Hacker News new | ask | show | jobs
by botro 712 days ago
Thanks for sharing this, It's well written and informative. I noticed you used 'temperature=1' in the GPT test for the example in the post. Is this best practice for a task requiring structured output? Have you tested other temperature settings? My casual understanding was that a temperature of 0 is best for these types of workloads while higher temperatures would be more effective for more 'creative' workloads.
1 comments

I followed whatever the guidance was for a specific model. Some of the LLM finetuning providers did indeed set the temperature to 0 and I followed that, but others suggested 1. I could probably iterate a bit to see what is best for each model, and I might well do that for the one that I choose as the one I’ll be doubling down on in subsequent iterations / finetunes. Thanks for the suggestion!
GPT models shouldn't be used at temp 1 unless you only care about creative writing.
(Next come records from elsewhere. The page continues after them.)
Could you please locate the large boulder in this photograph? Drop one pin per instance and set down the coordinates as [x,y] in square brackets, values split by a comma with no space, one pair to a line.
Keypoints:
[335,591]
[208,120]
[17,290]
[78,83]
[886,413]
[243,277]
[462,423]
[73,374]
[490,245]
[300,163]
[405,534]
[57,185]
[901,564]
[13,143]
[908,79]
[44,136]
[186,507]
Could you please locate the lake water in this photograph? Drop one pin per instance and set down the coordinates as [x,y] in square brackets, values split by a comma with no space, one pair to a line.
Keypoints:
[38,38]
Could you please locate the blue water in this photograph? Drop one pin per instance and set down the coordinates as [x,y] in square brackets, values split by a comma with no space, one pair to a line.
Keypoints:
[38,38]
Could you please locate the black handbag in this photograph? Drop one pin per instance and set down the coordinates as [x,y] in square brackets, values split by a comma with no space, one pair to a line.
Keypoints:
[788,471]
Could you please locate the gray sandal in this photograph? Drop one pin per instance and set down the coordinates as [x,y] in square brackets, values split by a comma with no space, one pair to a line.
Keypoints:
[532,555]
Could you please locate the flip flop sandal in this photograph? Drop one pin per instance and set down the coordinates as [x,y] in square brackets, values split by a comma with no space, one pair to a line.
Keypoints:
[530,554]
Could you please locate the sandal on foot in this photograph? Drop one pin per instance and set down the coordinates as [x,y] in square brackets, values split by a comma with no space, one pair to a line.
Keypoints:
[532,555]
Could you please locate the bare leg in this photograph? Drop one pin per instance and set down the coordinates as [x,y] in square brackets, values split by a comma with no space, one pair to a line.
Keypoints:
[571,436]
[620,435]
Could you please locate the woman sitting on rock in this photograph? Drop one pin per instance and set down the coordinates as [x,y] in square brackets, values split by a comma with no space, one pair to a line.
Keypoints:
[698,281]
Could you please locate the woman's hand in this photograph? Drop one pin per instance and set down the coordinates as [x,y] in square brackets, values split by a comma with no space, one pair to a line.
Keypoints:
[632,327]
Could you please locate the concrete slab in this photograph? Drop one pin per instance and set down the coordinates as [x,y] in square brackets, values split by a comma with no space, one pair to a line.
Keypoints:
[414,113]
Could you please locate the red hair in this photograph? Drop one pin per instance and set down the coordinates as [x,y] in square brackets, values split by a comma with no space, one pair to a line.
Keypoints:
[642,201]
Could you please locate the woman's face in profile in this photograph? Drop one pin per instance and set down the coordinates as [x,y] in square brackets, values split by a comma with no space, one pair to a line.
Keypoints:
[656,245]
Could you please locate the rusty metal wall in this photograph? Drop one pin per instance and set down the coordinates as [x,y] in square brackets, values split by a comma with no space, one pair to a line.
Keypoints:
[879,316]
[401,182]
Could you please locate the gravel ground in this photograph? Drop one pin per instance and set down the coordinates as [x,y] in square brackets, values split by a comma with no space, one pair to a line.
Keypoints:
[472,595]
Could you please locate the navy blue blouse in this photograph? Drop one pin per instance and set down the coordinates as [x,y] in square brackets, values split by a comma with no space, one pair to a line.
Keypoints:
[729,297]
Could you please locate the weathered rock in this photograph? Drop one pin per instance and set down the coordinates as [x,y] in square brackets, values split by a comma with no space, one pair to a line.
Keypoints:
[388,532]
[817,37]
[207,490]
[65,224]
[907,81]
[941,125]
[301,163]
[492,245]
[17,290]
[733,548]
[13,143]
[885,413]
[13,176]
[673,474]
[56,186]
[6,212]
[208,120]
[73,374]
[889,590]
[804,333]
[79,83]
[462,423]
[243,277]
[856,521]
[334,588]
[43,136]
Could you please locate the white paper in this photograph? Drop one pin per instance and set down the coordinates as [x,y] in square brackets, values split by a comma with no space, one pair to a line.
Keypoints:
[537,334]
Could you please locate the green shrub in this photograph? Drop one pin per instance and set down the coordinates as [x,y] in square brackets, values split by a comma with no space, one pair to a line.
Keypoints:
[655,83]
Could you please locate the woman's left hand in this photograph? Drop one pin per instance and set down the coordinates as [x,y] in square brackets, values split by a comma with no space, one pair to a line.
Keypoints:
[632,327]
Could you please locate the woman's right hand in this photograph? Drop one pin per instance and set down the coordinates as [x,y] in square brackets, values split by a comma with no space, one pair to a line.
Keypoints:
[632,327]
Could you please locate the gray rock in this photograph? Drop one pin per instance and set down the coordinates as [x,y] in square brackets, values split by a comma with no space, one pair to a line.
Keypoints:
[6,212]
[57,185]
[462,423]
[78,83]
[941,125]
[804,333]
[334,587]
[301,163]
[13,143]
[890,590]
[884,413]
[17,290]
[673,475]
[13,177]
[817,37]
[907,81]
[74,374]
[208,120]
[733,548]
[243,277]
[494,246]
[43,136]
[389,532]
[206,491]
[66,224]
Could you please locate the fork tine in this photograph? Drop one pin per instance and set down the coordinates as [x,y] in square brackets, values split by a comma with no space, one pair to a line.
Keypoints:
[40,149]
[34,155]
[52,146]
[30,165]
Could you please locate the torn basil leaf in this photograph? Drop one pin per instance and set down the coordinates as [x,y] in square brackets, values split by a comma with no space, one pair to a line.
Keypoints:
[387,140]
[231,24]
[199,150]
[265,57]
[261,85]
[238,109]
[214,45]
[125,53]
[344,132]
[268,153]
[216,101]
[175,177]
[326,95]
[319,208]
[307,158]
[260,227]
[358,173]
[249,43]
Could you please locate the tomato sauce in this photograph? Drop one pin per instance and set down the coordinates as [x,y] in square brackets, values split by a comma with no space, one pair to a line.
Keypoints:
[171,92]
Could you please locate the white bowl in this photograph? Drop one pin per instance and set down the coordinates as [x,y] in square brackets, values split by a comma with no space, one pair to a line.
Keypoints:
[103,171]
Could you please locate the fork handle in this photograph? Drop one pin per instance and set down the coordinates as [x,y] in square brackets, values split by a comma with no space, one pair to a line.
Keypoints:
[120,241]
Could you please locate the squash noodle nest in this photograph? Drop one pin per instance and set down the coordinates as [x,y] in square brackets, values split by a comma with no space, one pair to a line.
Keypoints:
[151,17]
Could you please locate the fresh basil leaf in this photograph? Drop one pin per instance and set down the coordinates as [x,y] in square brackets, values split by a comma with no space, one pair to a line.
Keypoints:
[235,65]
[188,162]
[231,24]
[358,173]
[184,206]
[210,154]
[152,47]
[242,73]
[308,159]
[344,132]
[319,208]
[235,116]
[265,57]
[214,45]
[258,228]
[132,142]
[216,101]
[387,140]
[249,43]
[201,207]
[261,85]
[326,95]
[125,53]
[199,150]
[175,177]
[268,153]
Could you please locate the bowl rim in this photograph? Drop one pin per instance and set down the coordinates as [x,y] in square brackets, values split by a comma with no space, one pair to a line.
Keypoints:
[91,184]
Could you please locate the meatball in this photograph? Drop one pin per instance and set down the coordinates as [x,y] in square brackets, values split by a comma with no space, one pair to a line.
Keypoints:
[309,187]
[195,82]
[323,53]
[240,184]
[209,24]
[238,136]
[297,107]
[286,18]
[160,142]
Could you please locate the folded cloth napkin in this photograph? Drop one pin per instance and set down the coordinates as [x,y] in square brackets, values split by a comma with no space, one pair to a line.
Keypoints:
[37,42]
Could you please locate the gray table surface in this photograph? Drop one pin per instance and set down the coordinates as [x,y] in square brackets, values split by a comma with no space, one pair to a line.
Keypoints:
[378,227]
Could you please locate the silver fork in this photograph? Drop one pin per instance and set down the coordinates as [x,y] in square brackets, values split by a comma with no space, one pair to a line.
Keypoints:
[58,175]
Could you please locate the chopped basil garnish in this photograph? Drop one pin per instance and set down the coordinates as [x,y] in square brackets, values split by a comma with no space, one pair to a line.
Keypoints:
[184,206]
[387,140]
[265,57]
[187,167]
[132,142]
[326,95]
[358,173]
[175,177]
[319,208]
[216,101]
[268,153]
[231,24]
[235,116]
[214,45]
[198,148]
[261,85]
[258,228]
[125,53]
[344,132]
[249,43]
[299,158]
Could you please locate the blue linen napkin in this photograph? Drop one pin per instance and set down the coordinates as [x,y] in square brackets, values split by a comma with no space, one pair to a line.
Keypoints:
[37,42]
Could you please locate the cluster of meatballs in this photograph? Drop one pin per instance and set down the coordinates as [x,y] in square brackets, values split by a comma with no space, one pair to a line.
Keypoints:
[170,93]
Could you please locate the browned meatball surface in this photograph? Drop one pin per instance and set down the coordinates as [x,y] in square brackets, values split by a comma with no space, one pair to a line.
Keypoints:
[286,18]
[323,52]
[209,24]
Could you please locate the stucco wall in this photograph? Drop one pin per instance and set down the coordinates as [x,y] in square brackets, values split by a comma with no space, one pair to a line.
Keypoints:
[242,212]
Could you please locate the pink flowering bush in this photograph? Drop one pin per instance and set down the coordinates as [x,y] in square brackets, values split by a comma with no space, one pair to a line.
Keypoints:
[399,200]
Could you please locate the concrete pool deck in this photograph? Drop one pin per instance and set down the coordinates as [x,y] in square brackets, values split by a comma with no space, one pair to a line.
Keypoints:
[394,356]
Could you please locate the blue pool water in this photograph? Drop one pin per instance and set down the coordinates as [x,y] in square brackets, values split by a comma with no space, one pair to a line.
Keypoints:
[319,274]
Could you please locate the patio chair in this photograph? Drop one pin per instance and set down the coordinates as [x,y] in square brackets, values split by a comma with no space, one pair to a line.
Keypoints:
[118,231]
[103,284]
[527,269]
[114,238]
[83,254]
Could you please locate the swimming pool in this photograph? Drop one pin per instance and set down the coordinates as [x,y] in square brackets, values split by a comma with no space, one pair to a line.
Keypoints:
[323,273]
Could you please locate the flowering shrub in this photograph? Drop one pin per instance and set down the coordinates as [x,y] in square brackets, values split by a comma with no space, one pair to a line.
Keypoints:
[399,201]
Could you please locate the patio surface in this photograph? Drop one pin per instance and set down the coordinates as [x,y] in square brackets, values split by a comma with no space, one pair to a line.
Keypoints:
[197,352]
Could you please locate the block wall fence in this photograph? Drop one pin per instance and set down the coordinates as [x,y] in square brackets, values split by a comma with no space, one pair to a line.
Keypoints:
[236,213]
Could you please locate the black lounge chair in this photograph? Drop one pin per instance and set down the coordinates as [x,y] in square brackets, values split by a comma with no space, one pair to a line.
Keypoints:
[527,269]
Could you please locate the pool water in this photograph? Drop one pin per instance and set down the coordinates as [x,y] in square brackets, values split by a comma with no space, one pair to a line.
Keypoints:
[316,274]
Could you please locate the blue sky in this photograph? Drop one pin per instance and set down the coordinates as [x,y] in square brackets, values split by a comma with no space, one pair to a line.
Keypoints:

They get much worse at factual stuff and code than with lower temperatures. And yes, 3.5 Turbo is less affected by this, which might be the reason why the models performed for you in reverse.
For GPT, I would really urge to try again with 0. 1 kind of starts to force it to fail.

I would say this actually invalidates the whole thing.

You never use 1 for stuff like this. 1 is for poetry and creative writing. You need to redo this with temp=0 imo.